Which reminds of a story about a bishop who went for a surprised visit to a newly-built chapel “kapilya”. While appreciating the kapilya, a little girl of ten came and asked the bishop: “How do you like our new kapilya?”. The bishop replied, “It’s very nice.” The girl then said, “You know what? I am part of its construction.” Surprised the bishop asked: “How could you?” The girl proudly responded: “When my father, the head carpenter built this kapilya, I brought him “Lunch”. So I’m part of its construction.

Perhaps we learn something from the work-ethics of the girl. In building God’s Kingdom, Are we part of the construction and harvest, OR are we just hired-paid laborers? Regardless what, when – be it first or last, senior or neophytes, or where we work – be office or home, we better ask ourselves what are we working FOR?

Pandemic times have rendered a number of people to lose their own jobs and careers.
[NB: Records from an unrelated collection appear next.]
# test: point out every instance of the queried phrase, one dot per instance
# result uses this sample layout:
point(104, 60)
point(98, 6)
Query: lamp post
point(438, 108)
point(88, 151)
Difficult it may be, perhaps this can also be ample time for all of us to review our work-ethics, reevaluate our present jobs, and reconsider some career-shifts that would improve & be more in line with one’s own life-vocation & mission.

Grant us, O Lord the grace to discern Your will for us now as we take part in Your better plan always for our best. Amen.

By  Fr. Aphelie Mario Masangcay, CSsR (a former Filipino Redemptorist Missionary for Filipino Migrants in South Korea who, due to immune compromised diabetic condition, stationed back home  in the Philippines for now).